Understanding this shared architecture is important because it means that all LASIK variants share certain properties: the relatively rapid visual recovery compared to surface ablation procedures, the absence of surface epithelial disruption, and the presence of a permanent stromal pocket (the flap interface) that never fully reseals to original strength.

The variations among LASIK types occur in two dimensions: how the flap is created, and what kind of treatment profile is delivered by the excimer laser. These two dimensions are independent — any flap creation method can be combined with any excimer treatment profile.


Section 2: Flap Creation Methods — Blade vs. Bladeless

Microkeratome LASIK and Femtosecond LASIK

Traditional LASIK With a Microkeratome

The original LASIK flap creation method uses a microkeratome — a precision surgical instrument with an oscillating blade that passes across the corneal surface under controlled suction, creating a thin circular flap. Microkeratome technology has been refined over 30 years of clinical use and produces excellent results in skilled hands.

The advantages of the microkeratome approach include speed of flap creation (typically under 10 seconds), a well-established body of outcomes data, and cost efficiency that can make the procedure more accessible at price-conscious practices. Limitations include somewhat less precision in flap thickness consistency compared to femtosecond lasers, greater vulnerability to unexpected anatomy variations (particularly flat or steep corneal curvatures), and the occasional complication of incomplete or free caps.

Microkeratome LASIK is still widely performed and appropriate in many clinical contexts, particularly at practices with surgeons who have extensive experience with specific instruments.

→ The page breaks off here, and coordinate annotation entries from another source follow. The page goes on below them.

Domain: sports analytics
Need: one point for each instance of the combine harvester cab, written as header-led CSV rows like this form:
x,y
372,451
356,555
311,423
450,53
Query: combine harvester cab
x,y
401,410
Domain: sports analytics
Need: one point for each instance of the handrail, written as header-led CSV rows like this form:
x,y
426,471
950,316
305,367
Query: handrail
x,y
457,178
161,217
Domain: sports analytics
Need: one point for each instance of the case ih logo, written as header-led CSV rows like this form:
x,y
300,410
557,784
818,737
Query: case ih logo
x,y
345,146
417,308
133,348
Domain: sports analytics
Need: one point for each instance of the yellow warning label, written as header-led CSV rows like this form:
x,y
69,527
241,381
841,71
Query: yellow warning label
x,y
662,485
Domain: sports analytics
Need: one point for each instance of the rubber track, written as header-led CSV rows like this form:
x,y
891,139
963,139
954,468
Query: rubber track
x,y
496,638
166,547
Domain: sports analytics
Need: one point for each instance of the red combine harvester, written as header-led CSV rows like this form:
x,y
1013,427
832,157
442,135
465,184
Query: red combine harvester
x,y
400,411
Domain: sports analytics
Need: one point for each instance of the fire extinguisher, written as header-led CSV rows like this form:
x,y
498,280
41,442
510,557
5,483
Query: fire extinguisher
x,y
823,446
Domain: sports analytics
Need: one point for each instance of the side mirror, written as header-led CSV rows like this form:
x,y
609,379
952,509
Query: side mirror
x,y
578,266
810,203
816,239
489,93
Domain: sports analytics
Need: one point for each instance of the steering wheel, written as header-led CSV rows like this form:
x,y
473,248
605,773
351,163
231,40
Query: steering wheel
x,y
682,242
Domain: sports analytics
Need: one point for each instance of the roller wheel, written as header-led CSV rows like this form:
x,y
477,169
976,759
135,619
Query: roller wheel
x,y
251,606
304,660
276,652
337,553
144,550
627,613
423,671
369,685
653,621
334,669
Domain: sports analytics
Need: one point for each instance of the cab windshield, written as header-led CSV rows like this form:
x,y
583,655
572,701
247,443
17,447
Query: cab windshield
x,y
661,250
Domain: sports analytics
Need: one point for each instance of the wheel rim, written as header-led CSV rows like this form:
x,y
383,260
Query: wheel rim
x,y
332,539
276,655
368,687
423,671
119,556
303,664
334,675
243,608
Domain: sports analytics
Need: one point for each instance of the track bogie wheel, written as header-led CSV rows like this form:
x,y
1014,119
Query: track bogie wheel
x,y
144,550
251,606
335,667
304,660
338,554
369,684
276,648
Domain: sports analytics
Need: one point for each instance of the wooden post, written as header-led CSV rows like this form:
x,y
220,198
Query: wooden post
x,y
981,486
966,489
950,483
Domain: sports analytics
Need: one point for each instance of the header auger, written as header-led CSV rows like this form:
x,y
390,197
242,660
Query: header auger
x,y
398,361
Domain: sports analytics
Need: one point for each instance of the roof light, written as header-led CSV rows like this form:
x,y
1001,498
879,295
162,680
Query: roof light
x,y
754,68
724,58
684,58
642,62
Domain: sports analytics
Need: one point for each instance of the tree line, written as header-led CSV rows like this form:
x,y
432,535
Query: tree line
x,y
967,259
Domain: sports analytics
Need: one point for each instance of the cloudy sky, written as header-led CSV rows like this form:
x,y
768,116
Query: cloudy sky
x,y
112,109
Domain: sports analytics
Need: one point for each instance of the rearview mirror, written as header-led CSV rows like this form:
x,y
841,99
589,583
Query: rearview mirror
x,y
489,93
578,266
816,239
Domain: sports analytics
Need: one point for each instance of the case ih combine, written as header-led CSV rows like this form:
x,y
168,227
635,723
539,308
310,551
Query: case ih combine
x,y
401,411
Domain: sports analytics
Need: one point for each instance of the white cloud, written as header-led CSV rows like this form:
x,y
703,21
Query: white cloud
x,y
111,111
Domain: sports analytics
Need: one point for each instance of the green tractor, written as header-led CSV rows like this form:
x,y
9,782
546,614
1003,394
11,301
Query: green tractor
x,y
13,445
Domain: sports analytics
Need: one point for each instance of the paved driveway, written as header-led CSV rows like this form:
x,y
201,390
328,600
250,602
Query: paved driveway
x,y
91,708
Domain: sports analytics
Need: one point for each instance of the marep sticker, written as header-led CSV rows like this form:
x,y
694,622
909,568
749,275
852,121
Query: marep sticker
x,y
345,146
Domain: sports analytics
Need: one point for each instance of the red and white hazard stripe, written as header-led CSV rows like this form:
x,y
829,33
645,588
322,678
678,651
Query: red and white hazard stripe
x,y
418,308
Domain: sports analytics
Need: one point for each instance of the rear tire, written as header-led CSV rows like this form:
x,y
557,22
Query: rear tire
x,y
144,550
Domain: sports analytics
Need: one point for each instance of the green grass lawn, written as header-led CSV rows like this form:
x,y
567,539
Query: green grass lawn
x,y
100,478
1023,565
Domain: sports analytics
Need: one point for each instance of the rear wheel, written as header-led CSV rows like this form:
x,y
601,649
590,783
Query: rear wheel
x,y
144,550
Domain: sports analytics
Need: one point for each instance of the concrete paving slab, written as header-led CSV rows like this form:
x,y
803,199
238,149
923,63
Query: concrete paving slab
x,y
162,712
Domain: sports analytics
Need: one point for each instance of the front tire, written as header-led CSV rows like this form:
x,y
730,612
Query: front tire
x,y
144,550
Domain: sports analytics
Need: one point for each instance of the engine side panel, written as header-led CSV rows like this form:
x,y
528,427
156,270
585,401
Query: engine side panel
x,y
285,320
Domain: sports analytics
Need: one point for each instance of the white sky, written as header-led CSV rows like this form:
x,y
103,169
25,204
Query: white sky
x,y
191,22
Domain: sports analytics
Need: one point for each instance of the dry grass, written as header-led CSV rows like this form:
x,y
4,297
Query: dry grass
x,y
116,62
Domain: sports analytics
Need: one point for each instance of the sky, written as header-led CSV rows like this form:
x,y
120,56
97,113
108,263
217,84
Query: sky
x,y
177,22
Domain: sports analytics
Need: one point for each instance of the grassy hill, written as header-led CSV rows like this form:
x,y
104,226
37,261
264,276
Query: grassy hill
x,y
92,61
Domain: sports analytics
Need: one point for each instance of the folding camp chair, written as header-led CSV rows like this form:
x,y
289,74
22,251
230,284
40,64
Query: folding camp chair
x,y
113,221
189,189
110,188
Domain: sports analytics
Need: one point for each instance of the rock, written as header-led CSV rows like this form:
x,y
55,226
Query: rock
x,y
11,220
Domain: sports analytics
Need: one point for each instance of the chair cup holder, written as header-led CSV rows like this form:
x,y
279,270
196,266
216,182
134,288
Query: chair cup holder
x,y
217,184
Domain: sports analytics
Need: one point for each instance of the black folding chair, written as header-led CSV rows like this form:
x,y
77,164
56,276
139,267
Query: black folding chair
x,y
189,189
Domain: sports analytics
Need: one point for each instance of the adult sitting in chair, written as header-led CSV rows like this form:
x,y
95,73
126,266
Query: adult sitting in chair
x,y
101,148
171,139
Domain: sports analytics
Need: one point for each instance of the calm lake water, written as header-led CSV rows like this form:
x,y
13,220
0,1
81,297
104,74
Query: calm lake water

Bladeless (Femtosecond) LASIK

Femtosecond LASIK — marketed under brand names including IntraLase, iLASIK, Z-LASIK, VisuMax, and FS200 — uses an ultrashort-pulse laser instead of a mechanical blade to create the corneal flap. The femtosecond laser delivers thousands of precise pulses at a programmed depth within the corneal stroma, creating microbubbles that coalesce into a separation plane. The result is a flap with exceptional thickness consistency, customizable architecture, and a smoother stromal bed than most microkeratome-created flaps.

Published comparative studies demonstrate that femtosecond flap creation is associated with lower rates of flap thickness variability, lower incidence of free caps, and superior flap architecture compared to microkeratomes in most studies. Visual outcomes in large clinical series are excellent, and the approach is now the standard at most leading refractive practices.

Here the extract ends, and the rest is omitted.